🤖 AI Summary
Existing tabular NER datasets are overly simplified and fail to reflect the structural complexity and evaluation requirements of real-world Wikipedia tables. To address this, we introduce Wiki-TabNER—the first fine-grained NER benchmark specifically designed for complex Wikipedia tables. It features systematic annotation of nested and multi-entity cells, with entities mapped to fine-grained DBpedia categories. We propose a structure-aware table prompting framework enabling large language models to perform zero-shot or few-shot NER and entity linking on non-flat tabular text. The high-quality dataset is constructed via ontology alignment and rigorous human verification, covering thousands of tables and over 100,000 entity annotations. Empirical evaluation reveals critical bottlenecks in current LLMs: poor modeling of cross-cell contextual dependencies and insufficient discrimination among fine-grained entity types.
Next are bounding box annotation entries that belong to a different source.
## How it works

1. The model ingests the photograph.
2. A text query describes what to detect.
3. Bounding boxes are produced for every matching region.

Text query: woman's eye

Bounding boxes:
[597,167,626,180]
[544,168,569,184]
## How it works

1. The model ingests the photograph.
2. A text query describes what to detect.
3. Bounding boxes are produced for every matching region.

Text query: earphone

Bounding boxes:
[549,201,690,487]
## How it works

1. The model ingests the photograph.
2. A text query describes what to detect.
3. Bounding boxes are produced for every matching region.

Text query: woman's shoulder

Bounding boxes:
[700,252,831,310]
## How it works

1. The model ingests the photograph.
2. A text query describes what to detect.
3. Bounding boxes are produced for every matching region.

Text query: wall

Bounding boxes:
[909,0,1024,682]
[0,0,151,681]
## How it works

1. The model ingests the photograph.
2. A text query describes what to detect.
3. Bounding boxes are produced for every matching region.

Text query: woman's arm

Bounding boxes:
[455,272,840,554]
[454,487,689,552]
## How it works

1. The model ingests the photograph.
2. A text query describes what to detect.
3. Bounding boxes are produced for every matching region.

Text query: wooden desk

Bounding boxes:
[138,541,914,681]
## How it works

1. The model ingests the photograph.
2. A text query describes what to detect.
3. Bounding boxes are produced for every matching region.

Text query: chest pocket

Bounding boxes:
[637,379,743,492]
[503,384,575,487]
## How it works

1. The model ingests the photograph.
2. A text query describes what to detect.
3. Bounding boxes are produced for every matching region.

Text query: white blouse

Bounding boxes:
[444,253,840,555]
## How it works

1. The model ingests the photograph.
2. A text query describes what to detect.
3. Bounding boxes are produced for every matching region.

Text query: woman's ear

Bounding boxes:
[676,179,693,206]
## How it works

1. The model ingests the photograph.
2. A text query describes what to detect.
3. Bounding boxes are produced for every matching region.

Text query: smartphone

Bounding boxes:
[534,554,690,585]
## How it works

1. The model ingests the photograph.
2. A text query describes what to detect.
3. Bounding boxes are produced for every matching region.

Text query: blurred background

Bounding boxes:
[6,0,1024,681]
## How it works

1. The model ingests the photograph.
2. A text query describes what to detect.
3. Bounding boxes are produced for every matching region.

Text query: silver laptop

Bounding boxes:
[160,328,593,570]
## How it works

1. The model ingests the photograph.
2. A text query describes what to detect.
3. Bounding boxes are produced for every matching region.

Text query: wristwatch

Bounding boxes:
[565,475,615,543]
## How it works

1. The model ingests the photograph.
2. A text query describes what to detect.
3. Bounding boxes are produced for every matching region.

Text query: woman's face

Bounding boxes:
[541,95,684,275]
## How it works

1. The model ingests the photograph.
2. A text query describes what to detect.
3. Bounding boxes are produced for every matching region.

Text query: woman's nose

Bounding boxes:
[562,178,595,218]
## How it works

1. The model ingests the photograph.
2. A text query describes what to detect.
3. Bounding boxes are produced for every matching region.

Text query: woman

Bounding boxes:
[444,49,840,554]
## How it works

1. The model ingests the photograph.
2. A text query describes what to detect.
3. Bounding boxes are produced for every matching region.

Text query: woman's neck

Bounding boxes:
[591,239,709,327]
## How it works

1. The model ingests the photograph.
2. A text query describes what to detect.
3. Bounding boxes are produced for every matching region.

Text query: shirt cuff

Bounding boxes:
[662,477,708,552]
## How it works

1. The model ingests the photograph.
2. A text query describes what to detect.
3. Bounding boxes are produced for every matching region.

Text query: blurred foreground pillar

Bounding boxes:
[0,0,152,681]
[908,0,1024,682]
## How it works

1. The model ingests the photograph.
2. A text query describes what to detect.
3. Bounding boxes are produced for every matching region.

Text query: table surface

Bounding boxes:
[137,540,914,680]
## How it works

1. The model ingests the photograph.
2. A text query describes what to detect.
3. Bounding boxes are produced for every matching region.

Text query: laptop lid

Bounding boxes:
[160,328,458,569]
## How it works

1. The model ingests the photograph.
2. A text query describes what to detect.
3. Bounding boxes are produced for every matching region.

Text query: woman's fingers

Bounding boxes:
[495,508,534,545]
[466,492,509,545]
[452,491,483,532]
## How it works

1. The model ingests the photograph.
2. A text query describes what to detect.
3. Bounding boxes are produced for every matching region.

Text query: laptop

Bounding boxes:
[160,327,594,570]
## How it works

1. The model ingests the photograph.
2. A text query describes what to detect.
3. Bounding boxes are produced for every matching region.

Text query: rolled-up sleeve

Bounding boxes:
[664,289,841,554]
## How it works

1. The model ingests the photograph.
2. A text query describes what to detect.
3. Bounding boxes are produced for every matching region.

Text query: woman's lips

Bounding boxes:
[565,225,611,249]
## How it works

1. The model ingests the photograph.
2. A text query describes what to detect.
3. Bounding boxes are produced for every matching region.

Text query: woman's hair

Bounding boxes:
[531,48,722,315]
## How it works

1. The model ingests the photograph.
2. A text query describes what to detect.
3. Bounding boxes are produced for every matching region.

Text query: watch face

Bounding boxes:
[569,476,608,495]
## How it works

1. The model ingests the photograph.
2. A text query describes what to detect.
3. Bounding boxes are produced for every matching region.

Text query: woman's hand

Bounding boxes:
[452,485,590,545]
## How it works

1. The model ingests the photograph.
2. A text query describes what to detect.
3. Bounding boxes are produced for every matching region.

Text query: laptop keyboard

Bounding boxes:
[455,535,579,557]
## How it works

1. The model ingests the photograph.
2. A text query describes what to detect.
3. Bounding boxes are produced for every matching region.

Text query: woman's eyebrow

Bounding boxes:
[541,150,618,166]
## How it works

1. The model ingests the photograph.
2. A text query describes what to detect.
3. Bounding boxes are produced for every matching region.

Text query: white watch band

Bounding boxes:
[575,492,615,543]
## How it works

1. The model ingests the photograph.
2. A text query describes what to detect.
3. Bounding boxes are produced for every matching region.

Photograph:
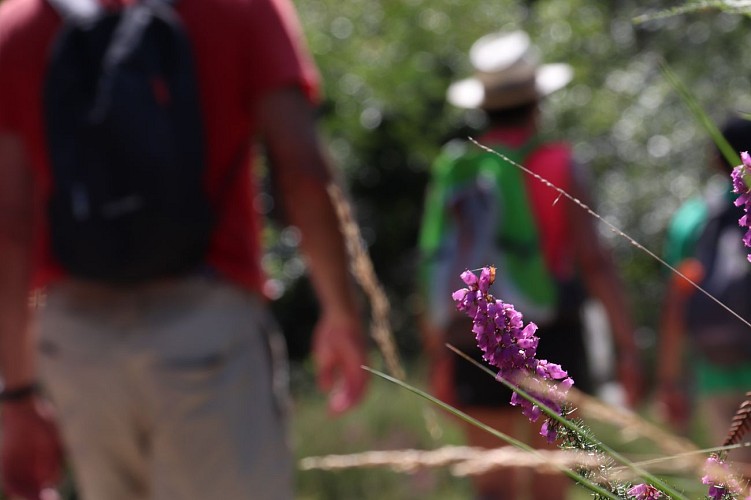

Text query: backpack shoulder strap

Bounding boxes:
[48,0,104,25]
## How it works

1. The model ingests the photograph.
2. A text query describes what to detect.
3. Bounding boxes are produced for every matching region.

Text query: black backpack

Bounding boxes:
[44,0,215,284]
[686,193,751,365]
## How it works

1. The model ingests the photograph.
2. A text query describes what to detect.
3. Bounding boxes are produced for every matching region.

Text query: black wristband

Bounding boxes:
[0,382,39,403]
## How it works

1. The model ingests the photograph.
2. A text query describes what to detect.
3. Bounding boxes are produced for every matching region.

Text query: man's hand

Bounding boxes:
[313,314,368,414]
[0,397,62,500]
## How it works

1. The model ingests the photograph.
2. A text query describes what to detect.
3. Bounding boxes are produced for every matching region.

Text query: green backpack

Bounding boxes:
[419,137,558,326]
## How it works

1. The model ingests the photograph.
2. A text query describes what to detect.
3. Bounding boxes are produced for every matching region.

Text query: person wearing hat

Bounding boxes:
[419,31,641,500]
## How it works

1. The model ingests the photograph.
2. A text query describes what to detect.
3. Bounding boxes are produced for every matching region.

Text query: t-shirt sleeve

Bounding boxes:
[0,17,13,133]
[243,0,319,102]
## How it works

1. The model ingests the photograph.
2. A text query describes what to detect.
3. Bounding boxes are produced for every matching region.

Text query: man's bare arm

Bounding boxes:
[0,134,36,389]
[256,87,367,413]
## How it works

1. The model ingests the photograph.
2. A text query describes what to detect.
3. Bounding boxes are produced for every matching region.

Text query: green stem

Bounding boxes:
[362,366,619,500]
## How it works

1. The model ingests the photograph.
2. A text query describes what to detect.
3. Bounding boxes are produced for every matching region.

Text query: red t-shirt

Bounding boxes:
[0,0,318,290]
[480,128,574,279]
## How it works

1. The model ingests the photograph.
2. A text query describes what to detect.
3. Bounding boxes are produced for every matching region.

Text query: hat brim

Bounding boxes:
[446,63,574,109]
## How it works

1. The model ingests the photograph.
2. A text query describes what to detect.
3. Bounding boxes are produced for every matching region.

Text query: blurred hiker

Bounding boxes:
[0,0,366,500]
[656,118,751,476]
[420,31,640,499]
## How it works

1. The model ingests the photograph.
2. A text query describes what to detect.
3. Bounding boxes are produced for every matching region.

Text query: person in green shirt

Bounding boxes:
[656,118,751,476]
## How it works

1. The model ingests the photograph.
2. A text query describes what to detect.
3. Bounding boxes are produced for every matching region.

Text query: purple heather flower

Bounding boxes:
[626,483,662,500]
[730,151,751,261]
[701,455,743,500]
[452,267,574,442]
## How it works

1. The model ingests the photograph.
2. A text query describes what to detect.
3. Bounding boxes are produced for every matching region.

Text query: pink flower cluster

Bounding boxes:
[627,483,662,500]
[701,455,751,500]
[452,267,574,442]
[730,151,751,261]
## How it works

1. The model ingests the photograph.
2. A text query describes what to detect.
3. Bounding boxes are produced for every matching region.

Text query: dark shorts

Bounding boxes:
[454,314,593,408]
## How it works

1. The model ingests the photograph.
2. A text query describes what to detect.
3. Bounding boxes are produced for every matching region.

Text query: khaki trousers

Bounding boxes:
[38,277,293,500]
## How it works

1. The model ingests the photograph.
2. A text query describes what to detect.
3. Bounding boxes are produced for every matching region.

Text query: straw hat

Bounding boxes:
[446,31,574,109]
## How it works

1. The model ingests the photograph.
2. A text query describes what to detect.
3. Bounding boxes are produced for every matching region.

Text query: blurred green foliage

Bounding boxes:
[276,0,751,364]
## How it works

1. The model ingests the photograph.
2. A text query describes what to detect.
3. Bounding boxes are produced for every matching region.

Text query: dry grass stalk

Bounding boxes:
[300,446,600,477]
[722,392,751,446]
[328,183,405,380]
[568,386,706,458]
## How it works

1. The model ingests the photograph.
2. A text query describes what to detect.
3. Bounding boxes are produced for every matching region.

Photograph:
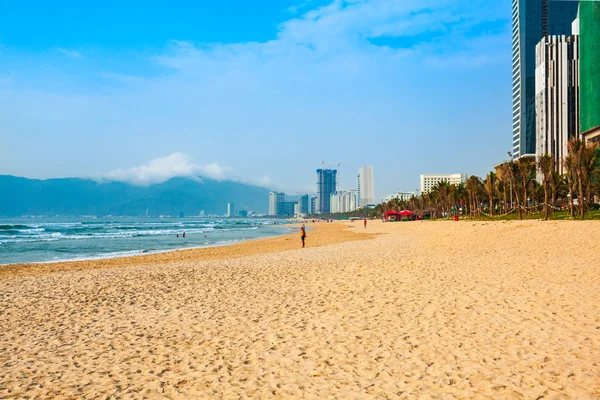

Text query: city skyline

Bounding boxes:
[0,0,511,201]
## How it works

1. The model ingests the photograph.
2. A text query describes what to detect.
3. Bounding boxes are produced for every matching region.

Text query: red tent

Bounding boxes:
[384,210,401,221]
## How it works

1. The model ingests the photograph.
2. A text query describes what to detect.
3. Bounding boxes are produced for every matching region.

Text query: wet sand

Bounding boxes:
[0,221,600,399]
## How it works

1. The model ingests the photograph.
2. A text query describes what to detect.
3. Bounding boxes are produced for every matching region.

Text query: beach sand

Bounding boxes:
[0,221,600,399]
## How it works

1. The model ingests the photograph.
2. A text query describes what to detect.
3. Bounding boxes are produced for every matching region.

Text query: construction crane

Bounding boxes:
[321,161,343,192]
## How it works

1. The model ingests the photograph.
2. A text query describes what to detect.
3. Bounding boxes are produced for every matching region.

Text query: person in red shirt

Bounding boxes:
[300,225,306,248]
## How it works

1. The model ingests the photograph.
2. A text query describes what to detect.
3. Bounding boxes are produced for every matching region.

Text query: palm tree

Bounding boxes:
[467,175,481,216]
[516,157,535,219]
[537,154,554,221]
[564,153,577,218]
[484,172,496,217]
[568,138,586,219]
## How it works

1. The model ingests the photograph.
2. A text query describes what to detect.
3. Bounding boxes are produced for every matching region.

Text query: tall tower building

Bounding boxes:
[357,165,375,207]
[535,35,580,179]
[315,169,337,214]
[298,195,310,214]
[579,1,600,143]
[512,0,579,158]
[269,192,285,217]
Wiki-TabNER establishes a new standard for tabular understanding research, offering both a challenging benchmark and a principled methodological foundation.
📝 Abstract
Interest in solving table interpretation tasks has grown over the years, yet it still relies on existing datasets that may be overly simplified. This is potentially reducing the effectiveness of the dataset for thorough evaluation and failing to accurately represent tables as they appear in the real-world. To enrich the existing benchmark datasets, we extract and annotate a new, more challenging dataset. The proposed Wiki-TabNER dataset features complex tables containing several entities per cell, with named entities labeled using DBpedia classes. This dataset is specifically designed to address named entity recognition (NER) task within tables, but it can also be used as a more challenging dataset for evaluating the entity linking task. In this paper we describe the distinguishing features of the Wiki-TabNER dataset and the labeling process. In addition, we propose a prompting framework for evaluating the new large language models on the within tables NER task. Finally, we perform qualitative analysis to gain insights into the challenges encountered by the models and to understand the limitations of the proposed~dataset.